Cool use case. They're just called "non equi-joins" - because the join condition is an inequality. In general a join produces a row in the output table for each (left, right) pair of rows from the input tables that satisfies the join condition. It's just so common for joins to use a simple equality condition, where one or both sides is a unique id for its table, and people don't as often encounter joins where one input row can inform multiple output rows.
At least on 3.45.1 double-quoted as data no longer works.
sqlite> delete from work where person = "tae";
Parse error: no such column: tae
delete from work where person = "tae";
error here ---^
sqlite> delete from work where person = 'tae';
sqlite>
agreed. and sqlite specifically. i’d really like to see an authoritative resource that shows me how to use sql and relational algebra to do some basic and intermediate data analysis. i can find like 8 different ways to calculate skew and kurtosis, but is there a trusted resource that can show me how to do it? what other interesting data analysis can i do using sql?

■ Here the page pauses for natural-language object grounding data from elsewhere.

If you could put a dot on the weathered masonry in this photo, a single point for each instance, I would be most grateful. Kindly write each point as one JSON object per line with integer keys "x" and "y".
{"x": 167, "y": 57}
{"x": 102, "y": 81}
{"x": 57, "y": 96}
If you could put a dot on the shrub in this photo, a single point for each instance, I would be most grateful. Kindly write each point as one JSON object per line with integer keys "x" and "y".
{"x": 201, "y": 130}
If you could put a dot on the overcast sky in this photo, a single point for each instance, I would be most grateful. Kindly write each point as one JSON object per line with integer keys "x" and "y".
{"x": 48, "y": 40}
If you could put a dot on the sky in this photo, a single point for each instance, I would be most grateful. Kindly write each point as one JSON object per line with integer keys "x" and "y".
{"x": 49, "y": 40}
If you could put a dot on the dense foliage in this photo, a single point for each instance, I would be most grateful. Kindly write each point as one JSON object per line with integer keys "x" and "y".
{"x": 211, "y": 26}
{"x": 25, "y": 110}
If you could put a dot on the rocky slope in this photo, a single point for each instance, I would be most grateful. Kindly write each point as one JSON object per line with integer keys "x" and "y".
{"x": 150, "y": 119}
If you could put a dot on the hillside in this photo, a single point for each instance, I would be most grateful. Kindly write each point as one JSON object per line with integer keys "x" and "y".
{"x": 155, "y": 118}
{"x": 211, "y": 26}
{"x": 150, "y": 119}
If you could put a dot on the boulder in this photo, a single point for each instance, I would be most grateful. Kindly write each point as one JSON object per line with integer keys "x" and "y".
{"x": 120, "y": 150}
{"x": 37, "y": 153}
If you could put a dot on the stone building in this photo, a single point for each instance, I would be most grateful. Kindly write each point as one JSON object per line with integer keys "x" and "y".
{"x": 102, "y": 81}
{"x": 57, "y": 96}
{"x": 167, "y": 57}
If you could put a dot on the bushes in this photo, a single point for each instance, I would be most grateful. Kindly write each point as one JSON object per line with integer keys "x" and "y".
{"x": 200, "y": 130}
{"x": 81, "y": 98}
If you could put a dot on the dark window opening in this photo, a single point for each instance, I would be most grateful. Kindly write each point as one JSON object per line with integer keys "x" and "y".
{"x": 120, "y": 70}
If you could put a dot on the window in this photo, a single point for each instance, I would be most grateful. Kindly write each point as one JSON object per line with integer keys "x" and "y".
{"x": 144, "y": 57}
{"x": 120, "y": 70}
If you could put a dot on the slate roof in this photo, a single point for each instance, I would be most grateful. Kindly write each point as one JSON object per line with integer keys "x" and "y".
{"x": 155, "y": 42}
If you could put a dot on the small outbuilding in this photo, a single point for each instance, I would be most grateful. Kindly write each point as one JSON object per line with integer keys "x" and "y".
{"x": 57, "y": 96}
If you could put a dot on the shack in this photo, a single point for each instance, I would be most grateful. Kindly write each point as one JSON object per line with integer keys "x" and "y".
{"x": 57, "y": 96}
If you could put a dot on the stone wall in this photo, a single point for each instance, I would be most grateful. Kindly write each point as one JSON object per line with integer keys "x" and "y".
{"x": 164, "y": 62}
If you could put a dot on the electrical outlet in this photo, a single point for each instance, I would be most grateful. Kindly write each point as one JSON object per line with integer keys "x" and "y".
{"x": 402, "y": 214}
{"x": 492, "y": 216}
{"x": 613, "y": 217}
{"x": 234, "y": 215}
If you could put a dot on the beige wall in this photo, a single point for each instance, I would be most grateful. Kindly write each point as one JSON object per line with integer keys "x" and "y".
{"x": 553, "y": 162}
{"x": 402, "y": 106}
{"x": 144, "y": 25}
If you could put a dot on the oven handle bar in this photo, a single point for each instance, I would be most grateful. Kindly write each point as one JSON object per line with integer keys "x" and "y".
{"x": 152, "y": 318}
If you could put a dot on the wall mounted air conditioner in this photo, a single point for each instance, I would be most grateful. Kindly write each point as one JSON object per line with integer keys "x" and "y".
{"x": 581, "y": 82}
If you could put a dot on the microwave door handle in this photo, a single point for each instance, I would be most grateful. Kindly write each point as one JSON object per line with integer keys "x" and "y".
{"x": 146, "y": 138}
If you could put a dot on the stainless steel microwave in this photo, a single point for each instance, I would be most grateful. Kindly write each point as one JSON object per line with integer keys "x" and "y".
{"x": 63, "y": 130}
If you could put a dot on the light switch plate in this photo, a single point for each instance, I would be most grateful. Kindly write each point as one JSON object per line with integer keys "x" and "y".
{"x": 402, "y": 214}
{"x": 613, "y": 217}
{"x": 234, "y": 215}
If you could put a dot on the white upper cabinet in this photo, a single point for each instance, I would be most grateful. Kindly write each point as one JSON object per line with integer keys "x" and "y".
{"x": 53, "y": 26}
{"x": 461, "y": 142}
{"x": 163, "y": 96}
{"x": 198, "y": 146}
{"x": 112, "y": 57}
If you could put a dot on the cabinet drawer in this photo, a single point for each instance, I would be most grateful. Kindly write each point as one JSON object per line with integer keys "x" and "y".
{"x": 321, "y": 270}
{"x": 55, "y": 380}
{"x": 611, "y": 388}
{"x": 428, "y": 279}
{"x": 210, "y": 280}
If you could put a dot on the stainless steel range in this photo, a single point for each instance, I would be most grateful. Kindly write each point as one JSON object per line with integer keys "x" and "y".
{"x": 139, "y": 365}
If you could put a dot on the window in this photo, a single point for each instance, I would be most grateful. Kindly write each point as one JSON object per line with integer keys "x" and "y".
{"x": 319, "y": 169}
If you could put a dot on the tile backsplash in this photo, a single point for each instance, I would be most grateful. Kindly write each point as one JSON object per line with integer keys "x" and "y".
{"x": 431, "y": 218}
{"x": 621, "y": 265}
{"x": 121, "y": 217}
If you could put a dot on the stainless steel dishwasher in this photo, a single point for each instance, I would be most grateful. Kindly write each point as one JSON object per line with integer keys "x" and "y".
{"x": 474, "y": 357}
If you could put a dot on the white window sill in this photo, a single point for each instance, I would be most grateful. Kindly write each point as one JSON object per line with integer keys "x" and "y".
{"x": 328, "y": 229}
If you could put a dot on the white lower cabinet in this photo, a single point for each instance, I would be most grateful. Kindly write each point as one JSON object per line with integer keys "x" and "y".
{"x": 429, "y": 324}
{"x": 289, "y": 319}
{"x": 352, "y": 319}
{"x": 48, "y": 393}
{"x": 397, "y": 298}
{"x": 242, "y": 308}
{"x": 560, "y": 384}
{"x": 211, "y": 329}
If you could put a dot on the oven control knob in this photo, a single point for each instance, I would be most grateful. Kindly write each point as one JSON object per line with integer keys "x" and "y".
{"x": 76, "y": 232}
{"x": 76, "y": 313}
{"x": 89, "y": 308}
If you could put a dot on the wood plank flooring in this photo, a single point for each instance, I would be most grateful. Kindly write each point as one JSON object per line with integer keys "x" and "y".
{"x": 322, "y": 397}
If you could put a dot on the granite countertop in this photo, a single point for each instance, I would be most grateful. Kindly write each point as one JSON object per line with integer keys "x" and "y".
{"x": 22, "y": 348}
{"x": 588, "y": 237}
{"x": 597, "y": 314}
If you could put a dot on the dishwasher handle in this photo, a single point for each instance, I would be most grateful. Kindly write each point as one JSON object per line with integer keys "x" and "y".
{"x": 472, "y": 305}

Also, remember ChatGPT can help you write queries like a data scientist, without actually being one. Just tell it what you want in plain english. I've used this to get all sorts of useful metrics like conversion rates, messaging click through rates, etc...
I have always found SQL to be one of the easiest languages to read, despite not being the easiest to write. Though I have never had to read 3k of SQL, maybe a page or two
I would expect someone that has the title of data scientists to at least be a master in the universal data query language SQL.
But im so used to ORM these days anything more complex then a sql join is already going over my head if i didn't do a sql refresher. As far as i have skimmed the article it seems like a very good refresher for even a SWE. I will definitely put this tutorial on my todo list.
I’ve found that chatGPT is excellent in helping with generating and testing SQL queries. This tutorial is likely helpful for its intended audience; I’d like to see a bit more discussion of query optimization, stored procedures, table design, and available options both in db and in bindings, but it’s hard to fit everything in one place and keep it clean, which is why LLMs will eventually win.
I've found the same. Especially dealing with sorta complex JSON column migrations where the JSON structure needs to be changed. Can describe in plain english what I want to do and get a working query for it.
Constantly evolving language and job titles. I consider myself a programmer. I market myself as a software engineer in LinkedIn. I am a generalist who uses mostly python / Django. I like SQL and feel that the database should be leveraged to do the heavy lifting. But software engineers plug APIs together these days.
The queries are solid, but I really appreciate throwing in the worlds most confusing diagrams here and there. It keeps me alert trying to find where to even start with them. So to be clear, tables must have a name, and must have rows and the rows must have the same name as the table, yes?
Sorry for feeding the trolls, but: I feel like I observe way more people complaining about people getting triggered by M/F sex than I actually see people complain about it. That is why this person had to make up the triggered person, because you will not find them in this comment section.
- Rachel has a master’s degree in cell biology and now works in a research hospital doing cell assays.
- She learned a bit of R in an undergrad biostatistics course and has been through the Carpentries lesson on the Unix shell.
- Rachel is thinking about becoming a data scientist and would like to understand how data is stored and managed.
Data Scientists, back in the day, were largely people with both a fairly strong quantitative background and a strong software engineering background. The kind of people who could build a demo LSTM in an afternoon. Usually there was a bit of a trade-off between the quant/software aspects (really mathly people might be worse coders, really strong coders might need to freshen up on a few areas of mathematics), but generally they were fairly strong in each area.
In many orgs it's been reduced to "over paid data analysts" but I wouldn't even hire "Rachel" for a role like that.